Landtagswahl 2017 in Wuppertal Von Gratis-Kitas und "Talentschulen"
Wuppertal · Die NRW-Landtagswahl am Sonntag (14. Mai 2017) steht sozusagen schon vor der Tür. In einer ersten Wuppertaler Kandidatenrunde waren Dietmar Bell (SPD), Björn Brick (CDU), Claudia Schmidt (Grüne) und Marcel Hafke (FDP) zu Gast in der Rundschau-Redaktion.
Sie alle treten im Wahlkreis I an, der den größten Teil des Wuppertaler Ostens sowie Ronsdorf umfasst.
Die Bildung sieht Dietmar Bell als deutlichen SPD-Schwerpunkt: Bei den Kitas müsse noch spürbar mehr Geld ins System gegeben werden, um Qualität zu sichern und die Träger, die (siehe Diakonie) scharf protestieren, zu stärken. Bells Ziel: Gebührenfreie Kitas und die freie Entscheidung älterer Schüler, ob sie das Abitur nach 12 oder 13 Jahren (Stichwort "G8" oder "G9") machen wollen. 7.000 Lehrer mehr als noch 2010 gebe es heute, bilanziert Bell. Sein Fazit: "Zusammen mit 8,4 Milliarden für die Unis kann man sagen, dass in NRW jeder dritte Euro in die Bildung fließt."

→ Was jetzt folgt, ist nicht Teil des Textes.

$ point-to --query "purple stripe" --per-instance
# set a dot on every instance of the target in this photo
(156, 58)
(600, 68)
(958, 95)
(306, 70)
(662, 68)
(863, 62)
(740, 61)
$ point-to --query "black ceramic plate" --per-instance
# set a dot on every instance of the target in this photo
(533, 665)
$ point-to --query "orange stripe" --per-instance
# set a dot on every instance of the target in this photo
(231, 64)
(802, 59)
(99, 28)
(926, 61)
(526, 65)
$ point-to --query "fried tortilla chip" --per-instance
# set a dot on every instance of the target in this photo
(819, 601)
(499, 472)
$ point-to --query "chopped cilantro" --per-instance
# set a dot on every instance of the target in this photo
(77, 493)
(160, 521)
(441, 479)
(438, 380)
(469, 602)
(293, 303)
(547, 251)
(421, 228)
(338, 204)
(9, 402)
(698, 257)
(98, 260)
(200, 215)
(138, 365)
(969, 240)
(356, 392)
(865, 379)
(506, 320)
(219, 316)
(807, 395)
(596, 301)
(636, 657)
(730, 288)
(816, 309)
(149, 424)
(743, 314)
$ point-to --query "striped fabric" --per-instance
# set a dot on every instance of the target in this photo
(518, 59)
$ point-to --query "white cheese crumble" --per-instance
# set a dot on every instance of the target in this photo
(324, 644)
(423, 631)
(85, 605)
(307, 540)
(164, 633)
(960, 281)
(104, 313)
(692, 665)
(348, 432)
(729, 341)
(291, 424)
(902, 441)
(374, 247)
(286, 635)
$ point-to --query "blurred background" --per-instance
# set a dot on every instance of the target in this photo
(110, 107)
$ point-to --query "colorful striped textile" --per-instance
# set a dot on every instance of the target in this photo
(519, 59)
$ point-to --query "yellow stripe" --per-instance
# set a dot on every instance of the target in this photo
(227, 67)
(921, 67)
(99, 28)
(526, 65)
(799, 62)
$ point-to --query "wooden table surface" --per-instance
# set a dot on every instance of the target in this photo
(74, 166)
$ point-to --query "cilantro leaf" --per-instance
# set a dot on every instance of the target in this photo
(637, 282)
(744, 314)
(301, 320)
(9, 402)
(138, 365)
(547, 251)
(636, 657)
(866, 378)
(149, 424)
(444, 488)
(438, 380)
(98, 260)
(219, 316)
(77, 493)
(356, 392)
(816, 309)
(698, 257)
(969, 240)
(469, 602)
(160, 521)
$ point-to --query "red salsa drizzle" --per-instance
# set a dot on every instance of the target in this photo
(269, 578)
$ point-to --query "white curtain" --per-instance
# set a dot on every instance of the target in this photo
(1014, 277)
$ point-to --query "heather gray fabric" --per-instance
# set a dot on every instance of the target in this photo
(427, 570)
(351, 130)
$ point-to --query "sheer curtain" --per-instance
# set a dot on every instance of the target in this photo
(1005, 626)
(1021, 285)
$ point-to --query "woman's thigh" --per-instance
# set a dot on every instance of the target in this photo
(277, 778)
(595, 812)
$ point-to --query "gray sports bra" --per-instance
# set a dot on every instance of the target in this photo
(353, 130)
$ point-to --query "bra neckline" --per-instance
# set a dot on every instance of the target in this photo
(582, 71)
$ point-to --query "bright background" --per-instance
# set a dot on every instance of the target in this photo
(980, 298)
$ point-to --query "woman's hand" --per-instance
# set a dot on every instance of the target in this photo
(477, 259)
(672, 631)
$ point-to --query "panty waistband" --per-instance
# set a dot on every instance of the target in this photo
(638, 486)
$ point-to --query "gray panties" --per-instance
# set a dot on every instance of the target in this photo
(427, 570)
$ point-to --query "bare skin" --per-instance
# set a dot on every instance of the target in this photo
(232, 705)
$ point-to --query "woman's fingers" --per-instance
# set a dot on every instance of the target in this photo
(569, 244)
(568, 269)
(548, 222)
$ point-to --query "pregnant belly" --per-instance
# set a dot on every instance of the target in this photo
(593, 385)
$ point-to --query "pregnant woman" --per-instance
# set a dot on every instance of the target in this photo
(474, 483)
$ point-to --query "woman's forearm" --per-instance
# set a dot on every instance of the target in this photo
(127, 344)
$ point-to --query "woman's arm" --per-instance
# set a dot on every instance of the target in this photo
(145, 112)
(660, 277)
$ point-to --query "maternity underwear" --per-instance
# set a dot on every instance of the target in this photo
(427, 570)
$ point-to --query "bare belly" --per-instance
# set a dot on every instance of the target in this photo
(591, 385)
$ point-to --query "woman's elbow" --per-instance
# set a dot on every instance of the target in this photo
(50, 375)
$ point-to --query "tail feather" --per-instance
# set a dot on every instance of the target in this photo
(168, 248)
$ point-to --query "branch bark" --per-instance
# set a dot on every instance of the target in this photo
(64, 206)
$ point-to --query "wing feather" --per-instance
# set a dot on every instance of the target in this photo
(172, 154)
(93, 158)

Marcel Hafke setzt beim Thema Lehrerzahl nach: Gegen den "ständigen" Unterrichtsausfall müssten noch weitere 3.500 Lehrer her. Außerdem brauche es in sozialen Brennpunkten "Talentschulen", die das übliche Schulsystem aufbrechen und flexibler agieren können. Seine Grundposition: Für zeitgemäße Technik & Co.-Ausstattung sowie Betreuung sind 1.000 Euro pro Schüler im Jahr nötig. Da müsse der Bund helfen: Dass das Thema Schule immer nur Landes(finanzierungs)sache ist, gehört für Hafke in die Vergangenheitsschublade. Zurück möchte er allerdings zu den Studiengebühren.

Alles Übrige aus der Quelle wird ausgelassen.